Only a few days ago, industry experts talked about the Chinese killing off Longbridge, with no car production in the UK.
It was assumed that because Nanjing Automobile had not announced its plans it was preparing for the ultimate lift-and-shift operation, leaving nothing behind in Birmingham.
However, the fat lady hasn't started her singing exercises just yet and these bleak predictions now look to be wrong.
Nanjing may not be the saviour of mass-produced cars at Longbridge with a workforce of 6,000 people.
But then again that never was going to happen; to do so would be to repeat the mistakes of the past.
If Rover or BMW especially could not make a success of Longbridge, then how could the Chinese?
Instead Nanjing has looked to leverage some of the advantages of its Chinese production base.
When you pay workers £70 a month in China, it doesn't make much sense to mass produce cars in the UK.
Even so, Nanjing's reluctance to divulge its plans has led to suspicion and a whispering campaign about its objectives. Surely it must have known what it was going to do when it bought MG Rover; you don't just spend £53 million on a whim.
It was also hardly a newcomer to the Longbridge situation, having been involved as a junior partner to SAIC in the aborted joint venture with Rover.
But still it kept its guard up, saying it needed three months to draw up a business plan.
Meanwhile proposals to convert one of the engineering blocks into accommodation for staff and the movement of some of the machinery from Longbridge only fanned the disquiet about its intentions.
Nanjing always said it planned to remove equipment from Birmingham and set it up in China, and it always said it would have some sort of site in the Midlands.
But where, how many jobs, and how much manufacturing would take place there were never answered.
Nanjing has now responded to part of these queries, but there is still a long way to go.
First there is a looming legal battle with SAIC over the intellectual property rights to the Rover 75, 25 and K series engine, which the Phoenix Four sold for £67 million.
Even more pressing is the need for new product.
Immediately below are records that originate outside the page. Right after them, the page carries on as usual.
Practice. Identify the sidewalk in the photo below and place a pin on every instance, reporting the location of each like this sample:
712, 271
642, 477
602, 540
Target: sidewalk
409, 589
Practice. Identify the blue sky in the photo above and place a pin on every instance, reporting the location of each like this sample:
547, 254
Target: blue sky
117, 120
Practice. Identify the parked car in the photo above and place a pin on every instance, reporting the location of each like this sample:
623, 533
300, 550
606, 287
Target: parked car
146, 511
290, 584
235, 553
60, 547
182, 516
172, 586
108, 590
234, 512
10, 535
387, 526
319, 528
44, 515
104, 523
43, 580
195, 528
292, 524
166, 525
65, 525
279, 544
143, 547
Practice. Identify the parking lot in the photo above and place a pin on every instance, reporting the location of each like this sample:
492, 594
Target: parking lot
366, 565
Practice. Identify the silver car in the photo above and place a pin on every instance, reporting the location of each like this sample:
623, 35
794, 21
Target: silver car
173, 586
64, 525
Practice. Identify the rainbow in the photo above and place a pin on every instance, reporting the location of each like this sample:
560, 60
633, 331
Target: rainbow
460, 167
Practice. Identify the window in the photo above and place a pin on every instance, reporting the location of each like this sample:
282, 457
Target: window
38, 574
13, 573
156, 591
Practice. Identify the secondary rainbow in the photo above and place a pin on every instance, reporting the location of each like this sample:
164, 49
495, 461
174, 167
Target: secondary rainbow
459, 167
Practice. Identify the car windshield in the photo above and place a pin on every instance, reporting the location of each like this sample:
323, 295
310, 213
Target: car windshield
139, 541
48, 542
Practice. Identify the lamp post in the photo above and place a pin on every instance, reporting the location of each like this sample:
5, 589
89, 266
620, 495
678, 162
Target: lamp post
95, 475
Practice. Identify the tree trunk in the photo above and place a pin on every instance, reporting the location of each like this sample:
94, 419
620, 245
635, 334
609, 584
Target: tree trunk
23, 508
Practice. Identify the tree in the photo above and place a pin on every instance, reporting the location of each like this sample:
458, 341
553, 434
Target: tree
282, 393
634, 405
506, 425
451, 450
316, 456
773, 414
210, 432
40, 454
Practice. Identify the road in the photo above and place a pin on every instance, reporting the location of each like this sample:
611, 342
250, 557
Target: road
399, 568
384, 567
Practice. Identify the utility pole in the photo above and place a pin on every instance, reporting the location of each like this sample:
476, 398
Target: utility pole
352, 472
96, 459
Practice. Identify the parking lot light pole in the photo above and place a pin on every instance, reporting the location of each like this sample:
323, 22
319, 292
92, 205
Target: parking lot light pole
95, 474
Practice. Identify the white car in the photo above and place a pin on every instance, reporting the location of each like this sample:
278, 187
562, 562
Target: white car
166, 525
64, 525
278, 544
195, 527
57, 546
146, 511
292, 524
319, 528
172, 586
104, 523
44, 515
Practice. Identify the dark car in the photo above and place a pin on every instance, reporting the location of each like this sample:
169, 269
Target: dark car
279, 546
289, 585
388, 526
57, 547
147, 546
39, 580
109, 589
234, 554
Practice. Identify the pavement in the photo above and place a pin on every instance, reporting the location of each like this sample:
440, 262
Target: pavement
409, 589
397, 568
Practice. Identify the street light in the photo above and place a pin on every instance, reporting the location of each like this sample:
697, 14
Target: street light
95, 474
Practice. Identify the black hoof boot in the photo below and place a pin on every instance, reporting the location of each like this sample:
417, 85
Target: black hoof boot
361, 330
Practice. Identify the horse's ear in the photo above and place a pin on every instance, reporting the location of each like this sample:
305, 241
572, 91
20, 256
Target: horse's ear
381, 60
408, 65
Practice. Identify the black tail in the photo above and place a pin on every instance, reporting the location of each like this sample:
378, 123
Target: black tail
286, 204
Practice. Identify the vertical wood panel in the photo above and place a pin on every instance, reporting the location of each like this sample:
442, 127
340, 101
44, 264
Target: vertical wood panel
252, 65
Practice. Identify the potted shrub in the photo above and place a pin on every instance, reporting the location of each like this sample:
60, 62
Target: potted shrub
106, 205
The Rover 25 and 45 are old platforms, more than ten years old, while the 75 is unlikely to recover sales in a market dominated by Audi and BMW.
The star performer - the TF sports car - is also aging, and needs to be replaced and quickly.
Nanjing bought Rover to make a leap from a Far Eastern marque making overseas cars under licence into a global carmaking concern.
It is bit player in the global automotive industry, employing 14,600 people and having assets of £690 million.
In recent years it has not been helped by the relatively unsuccessful partnership with Fiat, which has languished amid weak sales.
In the first five months of 2005, the joint venture sold 14,791 units, just 1.4 per cent of the Chinese market.
So even though Nanjing has formally committed itself to some sort of production in Longbridge, the road ahead remains uncertain.
One industry insider was more even more cautious, saying Nanjing's announcement was a prelude to an approach to the Government for money.
He said: "They are a small company and developing new cars is a very expensive business. They have got a product at the moment which will last them six months to a year at most, and then the motor industry will start baying for blood.
"It needs investment, from the British Government, the Chinese government or a merchant bank.
"They needed to get some support to raise the money. Keeping their plans secret wasn't going to help them do that."